La première scène est explicite. Trois soldats américains descendent dans un canyon, le premier avec un détecteur de mines et les deux autres en racontant des blagues sur des hommes en burqa. C’est la task force telle qu’on la connaît tous, avec son jargon habituel ("j’ai un visuel") et la marche prudente en rang d’oignons qui l’accompagne. Début de film de guerre.

Brusquement, on change de plan. Tout en vue subjective, façon Evil Dead. Un individu est tapi dans le ravin. Il tremble, il s’agite. La scène est vue à travers ses yeux. On comprend qu’il est traqué et qu’il doit survivre. Au sol gît le corps d’un de ses camarades. À côté, un lance-roquettes. L’homme se baisse pour récupérer l’arme et sauver sa peau. Vue subjective, toujours : il relève le canon qui vient se placer dans la diagonale du plan pour viser les trois soldats américains. On est dans un FPS.
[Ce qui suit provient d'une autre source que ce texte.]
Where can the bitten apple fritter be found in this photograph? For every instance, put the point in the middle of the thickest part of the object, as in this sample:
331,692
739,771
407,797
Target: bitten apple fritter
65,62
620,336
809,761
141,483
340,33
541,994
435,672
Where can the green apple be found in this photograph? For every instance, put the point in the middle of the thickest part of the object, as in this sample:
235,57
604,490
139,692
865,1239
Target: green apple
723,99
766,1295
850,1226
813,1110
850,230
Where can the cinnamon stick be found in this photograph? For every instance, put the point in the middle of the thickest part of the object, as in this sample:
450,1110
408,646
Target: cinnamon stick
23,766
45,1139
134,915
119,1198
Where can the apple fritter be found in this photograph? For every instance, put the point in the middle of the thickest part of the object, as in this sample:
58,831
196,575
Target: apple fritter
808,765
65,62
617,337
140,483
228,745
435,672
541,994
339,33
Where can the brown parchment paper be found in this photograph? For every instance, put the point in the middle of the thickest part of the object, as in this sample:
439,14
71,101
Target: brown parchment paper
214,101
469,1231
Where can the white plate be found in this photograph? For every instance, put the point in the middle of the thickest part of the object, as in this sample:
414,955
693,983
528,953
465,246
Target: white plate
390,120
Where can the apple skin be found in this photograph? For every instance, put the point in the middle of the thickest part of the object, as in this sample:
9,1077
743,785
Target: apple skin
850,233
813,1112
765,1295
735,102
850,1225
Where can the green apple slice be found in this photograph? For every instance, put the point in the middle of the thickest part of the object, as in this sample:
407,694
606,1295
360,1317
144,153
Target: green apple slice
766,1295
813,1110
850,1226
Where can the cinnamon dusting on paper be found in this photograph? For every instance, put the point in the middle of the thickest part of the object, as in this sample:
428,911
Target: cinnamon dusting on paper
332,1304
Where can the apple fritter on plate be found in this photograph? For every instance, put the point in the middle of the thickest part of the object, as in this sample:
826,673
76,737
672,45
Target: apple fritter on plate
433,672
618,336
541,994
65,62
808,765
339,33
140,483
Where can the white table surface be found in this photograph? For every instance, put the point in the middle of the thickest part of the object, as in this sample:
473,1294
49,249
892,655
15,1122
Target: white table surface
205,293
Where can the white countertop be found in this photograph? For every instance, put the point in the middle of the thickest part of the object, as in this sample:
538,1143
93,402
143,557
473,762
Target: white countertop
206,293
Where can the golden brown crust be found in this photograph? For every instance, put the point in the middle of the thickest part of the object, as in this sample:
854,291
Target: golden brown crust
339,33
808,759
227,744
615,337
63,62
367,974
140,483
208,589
Pendant 1h23, on ne quitte plus cet homme qui est propulsé dans un environnement radicalement étranger, en Sibérie ou en Alaska on ne sait pas, pour une sorte de mélange épuré entre Le Fugitif, Rambo et Gerry de Gus Van Sant. La pulsion de survie est le seul sujet du film, avec en son centre un personnage qui ne prononce pas le moindre mot mais qui, tel un animal traqué, émet régulièrement des sons de douleur. On ne saura quasiment rien de lui. L’identification est ainsi totale, à l’image de ce qu’on pouvait connaître dans le premier opus de Dead Space.
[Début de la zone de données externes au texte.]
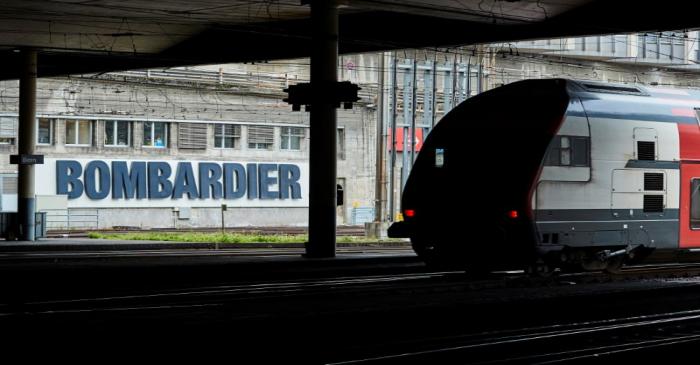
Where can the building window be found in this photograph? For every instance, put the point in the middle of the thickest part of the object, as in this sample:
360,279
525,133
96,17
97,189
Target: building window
192,136
226,135
8,130
155,134
568,151
44,135
78,132
117,133
695,204
291,138
260,137
341,143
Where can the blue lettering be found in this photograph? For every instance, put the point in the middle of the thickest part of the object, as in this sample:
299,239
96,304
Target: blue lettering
67,174
125,183
289,179
209,176
234,181
89,179
185,182
252,181
159,187
266,180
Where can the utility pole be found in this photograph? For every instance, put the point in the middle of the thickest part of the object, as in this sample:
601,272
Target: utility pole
379,170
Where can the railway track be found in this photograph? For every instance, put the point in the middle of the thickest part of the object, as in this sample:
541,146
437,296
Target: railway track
81,233
560,343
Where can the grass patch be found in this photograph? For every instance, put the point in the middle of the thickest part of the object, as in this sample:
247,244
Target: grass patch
218,237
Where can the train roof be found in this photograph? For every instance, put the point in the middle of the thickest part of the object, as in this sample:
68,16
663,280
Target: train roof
637,102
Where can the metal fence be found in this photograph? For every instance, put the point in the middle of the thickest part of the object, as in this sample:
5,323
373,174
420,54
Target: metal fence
72,218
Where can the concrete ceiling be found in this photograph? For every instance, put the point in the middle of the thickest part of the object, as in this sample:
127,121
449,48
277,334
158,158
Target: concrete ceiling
82,36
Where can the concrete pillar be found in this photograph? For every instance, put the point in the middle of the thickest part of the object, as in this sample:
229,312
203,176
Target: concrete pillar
323,120
25,144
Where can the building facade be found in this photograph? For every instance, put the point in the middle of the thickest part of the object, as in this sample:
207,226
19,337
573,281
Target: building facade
171,147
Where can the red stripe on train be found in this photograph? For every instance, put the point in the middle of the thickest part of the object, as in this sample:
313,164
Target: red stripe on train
689,135
683,112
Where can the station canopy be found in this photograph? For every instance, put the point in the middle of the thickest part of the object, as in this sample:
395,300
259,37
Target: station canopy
86,36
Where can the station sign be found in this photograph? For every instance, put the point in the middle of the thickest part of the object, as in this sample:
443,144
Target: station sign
138,183
25,159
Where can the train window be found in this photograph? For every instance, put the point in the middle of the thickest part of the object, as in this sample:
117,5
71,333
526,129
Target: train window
695,204
653,181
439,157
568,151
653,204
646,150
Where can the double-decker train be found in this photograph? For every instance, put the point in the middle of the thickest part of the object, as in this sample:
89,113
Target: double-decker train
558,173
L’intensité subjective est l’unique mécanisme qui intéresse Skolimowski. Dès lors, tous les à-côtés sont supprimés : absents les flashbacks explicatifs, les briefings de généraux au QG, les personnages secondaires bons ou méchants, les salauds et les opportunistes, tout ce qui noierait le sujet s’il était traité par – mettons – Paul Greengrass. Ici, on se cantonne à l’ "essentiel" du titre : se cacher, fuir les poursuivants, se nourrir et se soigner. Le décor est celui d’un jeu de guerre, mais le propos est celui d’un survival.

Si on était vicieux, on pourrait trouver que le parcours du personnage est organisé comme un jeu. D’abord habillé en noir dans la neige, il doit trouver un accoutrement blanc pour se camoufler. (vous verrez comment). Entouré d’espèces animales diverses et sauvages, il est poussé à inventer un moyen pour en tirer un avantage de survie. (on sait, depuis Metal Gear Solid, que l’odorat des chiens peut s’avérer utile dans ce type de situation…). Crevant de faim, il cherche à se nourrir, mais où trouver de la nourriture vivante au sein d’un paysage pris dans la glace ? En résumé, la nécessité d’adaptation du personnage, associée aux instincts de survie, font du calvaire de cet homme une sorte de course à la récompense.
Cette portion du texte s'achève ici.